The Teaching of Jesus
Jesus turns the principle into the defining mark of his disciples. The Lukan sermon collects the demand under one head: "But I say to you⁺ who hear, Love your⁺ enemies, do good to those who hate you⁺, bless those who curse you⁺, pray for those who despitefully use you⁺" (Luke 6:27-28). The reciprocity standard — what is later called the Golden Rule — supplies the test: "And as you⁺ would that men should do to you⁺, do⁺ to them likewise" (Luke 6:31). The motive is the character of God himself: "love your⁺ enemies, and do [them] good, and lend, never despairing; and your⁺ reward will be great, and you⁺ will be sons of the Most High: for he is kind toward the unthankful and evil" (Luke 6:35).
Jesus enacts the teaching at his arrest. When a disciple draws a sword and severs the ear of the high priest's slave, "Jesus answered and said, Allow⁺ [them] thus far. And he touched his ear, and healed him" (Luke 22:51).
The Apostolic Pattern
Paul restates the wisdom-saying as Christian instruction: "if your enemy hungers, feed him; if he thirsts, give him to drink: for in so doing you will heap coals of fire on his head" (Rom 12:20). To the Thessalonians: "See that none render to anyone evil for evil; but always follow after that which is good, both one toward another, and toward all" (1 Thes 5:15). His own conduct supplies the example: "we toil, working with our own hands: being reviled, we bless; being persecuted, we endure" (1 Cor 4:12).
The negative case sharpens the standard. The closing verse of First Maccabees records the murder of the high priest Simon by his son-in-law: "he committed a great treachery, and rendered evil for good" (1Ma 16:17). Scripture treats the inversion as so disordered that the narrator marks it explicitly.
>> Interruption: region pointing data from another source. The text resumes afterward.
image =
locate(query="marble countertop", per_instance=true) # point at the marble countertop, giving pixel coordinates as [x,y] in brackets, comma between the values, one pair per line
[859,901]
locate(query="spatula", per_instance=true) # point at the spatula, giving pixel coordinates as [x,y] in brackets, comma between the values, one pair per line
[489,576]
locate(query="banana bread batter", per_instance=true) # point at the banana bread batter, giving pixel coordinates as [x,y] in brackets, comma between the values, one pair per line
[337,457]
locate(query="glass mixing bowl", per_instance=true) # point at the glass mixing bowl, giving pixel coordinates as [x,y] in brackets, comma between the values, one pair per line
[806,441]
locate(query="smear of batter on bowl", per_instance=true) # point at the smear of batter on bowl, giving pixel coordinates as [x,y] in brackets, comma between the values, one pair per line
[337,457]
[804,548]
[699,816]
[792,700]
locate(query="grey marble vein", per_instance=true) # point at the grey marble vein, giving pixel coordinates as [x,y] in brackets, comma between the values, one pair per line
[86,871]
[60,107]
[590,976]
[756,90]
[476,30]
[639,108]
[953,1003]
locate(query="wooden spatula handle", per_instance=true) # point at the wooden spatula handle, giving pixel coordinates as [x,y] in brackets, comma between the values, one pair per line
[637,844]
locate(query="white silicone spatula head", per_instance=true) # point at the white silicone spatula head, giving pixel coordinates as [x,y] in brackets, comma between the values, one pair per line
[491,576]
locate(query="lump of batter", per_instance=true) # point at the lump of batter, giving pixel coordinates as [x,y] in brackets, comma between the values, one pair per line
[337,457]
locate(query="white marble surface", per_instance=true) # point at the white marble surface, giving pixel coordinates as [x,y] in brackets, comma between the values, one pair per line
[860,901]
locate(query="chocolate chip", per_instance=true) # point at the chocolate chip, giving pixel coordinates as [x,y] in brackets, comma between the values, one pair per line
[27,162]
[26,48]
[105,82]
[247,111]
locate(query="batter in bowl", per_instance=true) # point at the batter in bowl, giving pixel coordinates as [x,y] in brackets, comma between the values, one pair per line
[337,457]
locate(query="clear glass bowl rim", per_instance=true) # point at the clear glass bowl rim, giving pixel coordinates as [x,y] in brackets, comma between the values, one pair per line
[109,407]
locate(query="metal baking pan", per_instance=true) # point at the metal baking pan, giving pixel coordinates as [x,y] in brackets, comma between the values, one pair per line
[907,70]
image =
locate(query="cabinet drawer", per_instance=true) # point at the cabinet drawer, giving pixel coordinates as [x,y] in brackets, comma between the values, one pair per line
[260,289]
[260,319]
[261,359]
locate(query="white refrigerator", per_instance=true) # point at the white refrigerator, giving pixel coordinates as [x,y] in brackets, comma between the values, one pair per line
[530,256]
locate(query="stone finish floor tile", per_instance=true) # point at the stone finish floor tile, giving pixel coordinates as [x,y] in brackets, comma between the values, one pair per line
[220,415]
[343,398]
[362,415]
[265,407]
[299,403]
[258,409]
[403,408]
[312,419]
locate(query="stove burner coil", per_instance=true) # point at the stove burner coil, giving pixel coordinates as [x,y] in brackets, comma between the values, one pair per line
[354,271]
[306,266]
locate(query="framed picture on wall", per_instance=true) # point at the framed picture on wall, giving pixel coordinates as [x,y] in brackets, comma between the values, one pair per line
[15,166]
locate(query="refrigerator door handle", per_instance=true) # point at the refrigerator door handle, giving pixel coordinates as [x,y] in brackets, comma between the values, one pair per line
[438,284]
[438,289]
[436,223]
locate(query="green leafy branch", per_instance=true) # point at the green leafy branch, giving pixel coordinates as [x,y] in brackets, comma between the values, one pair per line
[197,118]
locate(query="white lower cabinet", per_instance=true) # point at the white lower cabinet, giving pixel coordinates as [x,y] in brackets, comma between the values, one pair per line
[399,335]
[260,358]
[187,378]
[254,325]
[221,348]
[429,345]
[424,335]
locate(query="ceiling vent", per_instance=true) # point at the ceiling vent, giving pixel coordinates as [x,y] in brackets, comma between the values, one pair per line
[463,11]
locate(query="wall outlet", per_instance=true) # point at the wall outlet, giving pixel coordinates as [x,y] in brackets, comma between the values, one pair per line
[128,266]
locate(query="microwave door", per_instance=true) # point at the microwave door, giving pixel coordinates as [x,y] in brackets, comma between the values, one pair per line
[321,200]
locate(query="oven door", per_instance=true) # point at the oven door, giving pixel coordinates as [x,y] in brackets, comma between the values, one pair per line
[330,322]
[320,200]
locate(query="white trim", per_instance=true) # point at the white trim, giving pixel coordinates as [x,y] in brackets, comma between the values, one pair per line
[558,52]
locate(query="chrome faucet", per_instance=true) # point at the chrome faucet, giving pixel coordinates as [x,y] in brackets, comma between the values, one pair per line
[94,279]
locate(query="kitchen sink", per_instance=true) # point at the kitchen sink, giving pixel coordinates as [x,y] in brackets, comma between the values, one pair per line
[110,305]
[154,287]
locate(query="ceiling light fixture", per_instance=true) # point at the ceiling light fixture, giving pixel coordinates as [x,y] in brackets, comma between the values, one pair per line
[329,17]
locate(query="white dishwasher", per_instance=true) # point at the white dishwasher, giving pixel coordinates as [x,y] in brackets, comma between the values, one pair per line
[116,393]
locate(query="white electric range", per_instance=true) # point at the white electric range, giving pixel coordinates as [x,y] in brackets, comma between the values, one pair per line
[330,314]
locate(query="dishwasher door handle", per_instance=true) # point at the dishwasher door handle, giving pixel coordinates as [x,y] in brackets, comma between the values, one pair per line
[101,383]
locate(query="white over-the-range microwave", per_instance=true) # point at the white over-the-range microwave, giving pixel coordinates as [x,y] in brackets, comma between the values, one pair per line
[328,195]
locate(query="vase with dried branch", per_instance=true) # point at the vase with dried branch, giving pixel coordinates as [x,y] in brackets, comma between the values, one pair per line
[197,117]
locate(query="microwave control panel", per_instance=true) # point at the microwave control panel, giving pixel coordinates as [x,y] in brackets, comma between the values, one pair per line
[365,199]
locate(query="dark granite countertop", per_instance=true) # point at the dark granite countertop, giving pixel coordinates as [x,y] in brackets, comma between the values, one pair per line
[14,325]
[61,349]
The Early Christian Witness
The pattern carried into the second century. The author of the Epistle to Diognetus describes the same disposition as the visible signature of Christian life under persecution. Christians, he writes, "are reviled, and bless; they are shamefully treated, and render honor" (Gr 5:15). The principle is grounded in the imitation of God: "Though the flesh hates the soul, the soul loves the flesh and all its members; and Christians love those who hate them" (Gr 6:6). The single discipline runs from Sinai to the post-apostolic church without break — refuse the symmetry of revenge, and answer harm with active good.